Falling to well-set fields, wide long-hops and ill-advised bravura pull shots, only one possible conclusion can be drawn about the second day’s play at Lord’s: Australia are the new England.
For there was a wholesale dereliction of duty in the tourists’ batting ranks on a par with what England supporters have grown used to in recent years. Or could it be that they had all just come out in sympathy with the hapless Mitchell Johnson so he didn’t consider himself the only one to be doing a poorly disguised impersonation of a Test cricketer?
Even when Brad Haddin seemed to be brashly and confidently compensating for his team-mates’ shortcomings, he succumbed to the English disease. Stuart Broad has been compared to Glenn McGrath in some quarters. But that is nonsense.
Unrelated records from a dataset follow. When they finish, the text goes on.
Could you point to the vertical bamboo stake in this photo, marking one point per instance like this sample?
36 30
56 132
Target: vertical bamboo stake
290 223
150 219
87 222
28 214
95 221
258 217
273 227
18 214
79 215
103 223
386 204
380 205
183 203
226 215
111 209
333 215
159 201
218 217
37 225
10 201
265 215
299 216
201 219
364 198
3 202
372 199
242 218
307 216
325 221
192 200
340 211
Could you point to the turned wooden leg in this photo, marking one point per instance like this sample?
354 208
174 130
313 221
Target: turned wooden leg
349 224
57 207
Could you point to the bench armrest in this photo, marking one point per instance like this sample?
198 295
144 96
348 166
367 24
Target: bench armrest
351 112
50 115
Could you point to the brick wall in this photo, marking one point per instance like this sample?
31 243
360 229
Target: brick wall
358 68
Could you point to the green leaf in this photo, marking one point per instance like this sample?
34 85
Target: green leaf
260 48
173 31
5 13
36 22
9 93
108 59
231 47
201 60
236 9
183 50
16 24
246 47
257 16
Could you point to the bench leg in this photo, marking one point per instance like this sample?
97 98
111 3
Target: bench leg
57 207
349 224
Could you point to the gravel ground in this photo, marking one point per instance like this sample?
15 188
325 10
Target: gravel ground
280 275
McGrath has never looked as pretty – or as pretty ordinary – and he would tend to get his wickets in the proper manner, caught behind, lbw, uprooting the stumps. Broad, dispiritingly disappointing with the ball in the first Test, had to rely on poorly executed attempts to thrash his short balls for the boundaries they deserved.
England have a habit of making opposition bowling attacks appear more threatening than they really are, but this time it was Australia’s turn to do that.
Besides Broad’s brace, Jimmy “in the form of his life” Anderson picked up four for 36, but one was to a long hop – a delivery that Jimmy has never been a stranger to – and one wasn’t out.
Nevertheless, nothing was going to stop England’s bipolar media from displaying their most manic tendenciess.
The Saturday reports are fullsome in their praise for the Burnley boy – Anderson has finally arrived, trumpets Cricinfo; Anderson finally arrives as a cricketer of substance, lauds The Guardian; Anderson is the main man, the go-to-guy, claims The Times.
But, hang on, hadn’t he already arrived? Wasn’t he one of Wisden’s five Cricketers of the Year?
Truth be told, that was a bizarre selection by Scyld Berry, even if the bare statistics of 46 wickets in 2008 look impressive. For 27 of them came against one of the weakest New Zealand batting line-ups in living memory, four more came in four Indian innings and of the remaining 15, against South Africa, he never picked up more than three in one outing.
And when Michael Vaughan would have swapped Freddie Flintoff’s right arm for the dismissal of Graeme Smith as South Africa chased 281 for victory in the third Test at Edgbaston, when an England victory would have squared the series, how did he respond? With figures of 13-0-60-1.
Where, of course, Jimmy has found the form of his life, though, is in his batting: his four most recent Test innings have brought him 90 runs at an average of 30 – by contrast his fellow Lancastrian Flintoff has 67 at 16 – and he has scored those under a great deal of pressure.
Don’t get me wrong: nobody will be happier than me if Jimmy goes on to take his first ten-wicket Test haul at Lord’s this weekend, but I will not be bracketing him with the greats until he has swung the ball both ways on such a regular basis that Australia are begging for mercy before we get to the Oval.